The agency’s annual report reveals the Department of Health sent 126 requests to investigate in 2019-20, in the PSR’s second busiest year to date.
The Professional Services Review has seen a 45% annual increase in the number of medical professionals being referred to them by the Department of Health for unusual billing or prescribing patterns.
The agency’s annual report revealed that the DoH had sent 126 requests in the 2019–20 financial year, making it the second busiest year in PSR history.
The average caseload over the past five years for the PSR was only 87 cases.
The DoH is the initial gatekeeper for monitoring practitioners who provide services under the Medicare and Pharmaceutical Benefits schemes. It audits practitioners regularly, reporting “unusual patterns” of practice to the PSR.
Of the 126 requests referred, the PSR completed 96 investigations last financial year.
Professor Julie Quinlivan, Director of the PSR, acts as the first judge and jury over all PSR cases and can decide, after considering all the relevant material, to take no further action on cases referred by the DoH.
But of the 96 cases completed by the PSR in 2019-20, Professor Quinlivan decided not to take further action on only five of the matters referred.
More than 80% of all cases ended in a “negotiated agreement”, a typical example being that the practitioner agreed to repay a sum of money to Medicare and will be disqualified from providing certain MBS items for up to five years.
The annual report also showed the odds were not in the favour of individuals who decided not to settle with Professor Quinlivan at the initial stage of the PSR process.
For a second consecutive year, not a single person who went before a PSR committee received a finding of “no inappropriate practice”.
In total the determinations and agreements recouped $27.3 million for Medicare, down almost $2 million from the previous financial year, but still up nearly $10 million on repayments recouped in 2018-19.
Professor Quinlivan has also doubled the number of practitioners she referred to AHPRA or the boards: 20 in 2019-20 compared to 11 in the previous year.
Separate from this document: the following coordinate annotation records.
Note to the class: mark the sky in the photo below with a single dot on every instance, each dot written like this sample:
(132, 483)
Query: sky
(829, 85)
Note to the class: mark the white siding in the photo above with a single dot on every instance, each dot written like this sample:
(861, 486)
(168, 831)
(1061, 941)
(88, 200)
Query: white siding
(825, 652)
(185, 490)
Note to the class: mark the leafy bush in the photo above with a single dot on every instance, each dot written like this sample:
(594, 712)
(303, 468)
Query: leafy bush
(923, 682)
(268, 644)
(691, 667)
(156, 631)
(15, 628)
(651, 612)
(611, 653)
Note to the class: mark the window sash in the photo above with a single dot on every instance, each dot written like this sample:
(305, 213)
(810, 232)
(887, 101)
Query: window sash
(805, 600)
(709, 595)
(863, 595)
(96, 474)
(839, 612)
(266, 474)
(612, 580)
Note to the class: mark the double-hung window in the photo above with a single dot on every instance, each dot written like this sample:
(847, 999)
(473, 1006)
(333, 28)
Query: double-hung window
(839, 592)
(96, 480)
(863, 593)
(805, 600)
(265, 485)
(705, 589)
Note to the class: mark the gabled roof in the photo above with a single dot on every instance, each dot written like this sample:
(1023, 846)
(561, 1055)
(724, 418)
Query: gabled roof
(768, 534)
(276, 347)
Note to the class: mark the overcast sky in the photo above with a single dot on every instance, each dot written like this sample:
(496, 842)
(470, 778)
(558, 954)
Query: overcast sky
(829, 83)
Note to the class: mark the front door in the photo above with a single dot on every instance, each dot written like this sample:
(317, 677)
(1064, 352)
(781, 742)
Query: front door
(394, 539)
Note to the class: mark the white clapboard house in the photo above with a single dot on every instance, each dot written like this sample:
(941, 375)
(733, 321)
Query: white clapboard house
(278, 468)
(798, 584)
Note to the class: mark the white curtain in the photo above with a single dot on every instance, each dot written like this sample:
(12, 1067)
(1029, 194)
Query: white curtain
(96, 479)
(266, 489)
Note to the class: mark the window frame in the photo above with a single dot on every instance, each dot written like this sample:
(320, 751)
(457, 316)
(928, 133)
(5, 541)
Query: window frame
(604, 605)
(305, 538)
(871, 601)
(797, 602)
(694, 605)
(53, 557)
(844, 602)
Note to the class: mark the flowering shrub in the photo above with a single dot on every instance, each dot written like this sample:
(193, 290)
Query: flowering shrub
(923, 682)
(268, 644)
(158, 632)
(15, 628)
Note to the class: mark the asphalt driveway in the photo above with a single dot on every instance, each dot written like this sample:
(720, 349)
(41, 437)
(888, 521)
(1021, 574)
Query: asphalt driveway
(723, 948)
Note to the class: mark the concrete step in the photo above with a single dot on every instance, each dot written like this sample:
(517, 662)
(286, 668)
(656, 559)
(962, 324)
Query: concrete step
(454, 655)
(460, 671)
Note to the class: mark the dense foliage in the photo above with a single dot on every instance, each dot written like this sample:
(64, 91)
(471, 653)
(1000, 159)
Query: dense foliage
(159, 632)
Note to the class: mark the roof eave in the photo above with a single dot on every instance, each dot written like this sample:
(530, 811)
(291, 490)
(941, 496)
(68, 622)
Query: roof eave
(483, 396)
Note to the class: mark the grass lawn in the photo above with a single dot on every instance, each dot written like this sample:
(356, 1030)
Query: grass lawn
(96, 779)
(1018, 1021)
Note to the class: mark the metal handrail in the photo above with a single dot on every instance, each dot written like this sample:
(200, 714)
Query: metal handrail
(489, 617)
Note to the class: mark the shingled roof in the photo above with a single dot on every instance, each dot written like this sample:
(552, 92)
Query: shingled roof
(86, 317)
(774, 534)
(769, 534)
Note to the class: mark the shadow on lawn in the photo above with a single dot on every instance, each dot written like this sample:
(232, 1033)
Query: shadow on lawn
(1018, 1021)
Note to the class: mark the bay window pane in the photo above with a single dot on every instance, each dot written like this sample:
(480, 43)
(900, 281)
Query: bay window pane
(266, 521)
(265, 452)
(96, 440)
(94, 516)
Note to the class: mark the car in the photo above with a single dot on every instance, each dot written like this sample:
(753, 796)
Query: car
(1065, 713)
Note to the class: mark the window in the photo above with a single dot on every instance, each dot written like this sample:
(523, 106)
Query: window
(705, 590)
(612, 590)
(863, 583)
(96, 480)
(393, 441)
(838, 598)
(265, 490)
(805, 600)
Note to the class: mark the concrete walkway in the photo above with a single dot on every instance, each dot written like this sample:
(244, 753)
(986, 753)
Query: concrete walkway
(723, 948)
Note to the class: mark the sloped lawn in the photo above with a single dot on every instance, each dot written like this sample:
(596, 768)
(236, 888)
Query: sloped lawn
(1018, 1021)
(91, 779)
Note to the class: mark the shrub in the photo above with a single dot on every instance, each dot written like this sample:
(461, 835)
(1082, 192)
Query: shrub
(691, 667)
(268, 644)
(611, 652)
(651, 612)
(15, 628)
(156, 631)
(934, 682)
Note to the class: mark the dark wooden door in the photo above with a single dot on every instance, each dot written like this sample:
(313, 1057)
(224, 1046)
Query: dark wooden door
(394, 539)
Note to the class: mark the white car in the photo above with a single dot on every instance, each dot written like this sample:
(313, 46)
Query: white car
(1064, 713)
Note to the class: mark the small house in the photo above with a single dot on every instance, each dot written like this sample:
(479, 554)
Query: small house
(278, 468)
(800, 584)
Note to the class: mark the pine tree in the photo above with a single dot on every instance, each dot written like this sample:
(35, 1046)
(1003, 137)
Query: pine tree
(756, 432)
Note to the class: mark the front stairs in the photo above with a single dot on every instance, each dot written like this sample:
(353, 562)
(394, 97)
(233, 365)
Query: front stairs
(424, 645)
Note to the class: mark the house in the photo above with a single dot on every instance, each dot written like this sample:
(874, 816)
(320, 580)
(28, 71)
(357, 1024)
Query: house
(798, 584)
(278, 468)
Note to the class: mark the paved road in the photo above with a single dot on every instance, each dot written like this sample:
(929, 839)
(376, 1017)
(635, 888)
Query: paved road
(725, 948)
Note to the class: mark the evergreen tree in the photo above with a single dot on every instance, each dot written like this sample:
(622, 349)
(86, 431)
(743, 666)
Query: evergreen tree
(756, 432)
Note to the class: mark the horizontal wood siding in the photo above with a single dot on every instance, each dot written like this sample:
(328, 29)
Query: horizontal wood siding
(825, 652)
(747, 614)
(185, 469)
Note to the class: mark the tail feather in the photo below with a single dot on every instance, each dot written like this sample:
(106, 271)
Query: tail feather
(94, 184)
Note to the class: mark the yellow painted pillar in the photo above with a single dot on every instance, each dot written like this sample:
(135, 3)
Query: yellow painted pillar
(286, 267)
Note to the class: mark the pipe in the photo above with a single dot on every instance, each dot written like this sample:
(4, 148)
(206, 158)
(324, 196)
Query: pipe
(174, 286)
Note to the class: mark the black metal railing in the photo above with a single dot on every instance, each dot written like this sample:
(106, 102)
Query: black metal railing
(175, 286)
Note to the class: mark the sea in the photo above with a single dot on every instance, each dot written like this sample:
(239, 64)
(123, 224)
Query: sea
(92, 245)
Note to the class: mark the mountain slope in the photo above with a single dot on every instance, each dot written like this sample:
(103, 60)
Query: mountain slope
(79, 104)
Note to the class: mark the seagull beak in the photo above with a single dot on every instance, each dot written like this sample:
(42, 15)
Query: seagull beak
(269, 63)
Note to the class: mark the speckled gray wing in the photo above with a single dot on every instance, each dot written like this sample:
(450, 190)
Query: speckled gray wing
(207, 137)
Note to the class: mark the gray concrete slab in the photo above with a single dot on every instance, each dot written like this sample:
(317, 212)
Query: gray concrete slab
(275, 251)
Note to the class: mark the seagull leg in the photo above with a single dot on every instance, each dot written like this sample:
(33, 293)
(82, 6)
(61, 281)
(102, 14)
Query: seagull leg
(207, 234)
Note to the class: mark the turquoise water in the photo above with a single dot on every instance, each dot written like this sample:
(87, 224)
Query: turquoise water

In the report, Professor Quinlivan said this was due to “concerns regarding the health, conduct or performance of a practitioner [that] become apparent during PSR investigations”.
And doctors who have been doing lots of telehealth consults this year might also come under the eye of the watchdog in the coming months, the annual report suggests.
The 2019-20 report saw the first PSR referral for the use of the new telehealth item numbers, with the PSR suggesting that more investigations are on the horizon.
The agency said it had had experience in reviewing remotely delivered services, and would apply similar techniques to the review of telehealth items.
“As with all MBS services and PBS prescribing, PSR considers whether ‘appropriate and contemporaneous’ records are present for each billed service and prescribed medication,” the PSR said.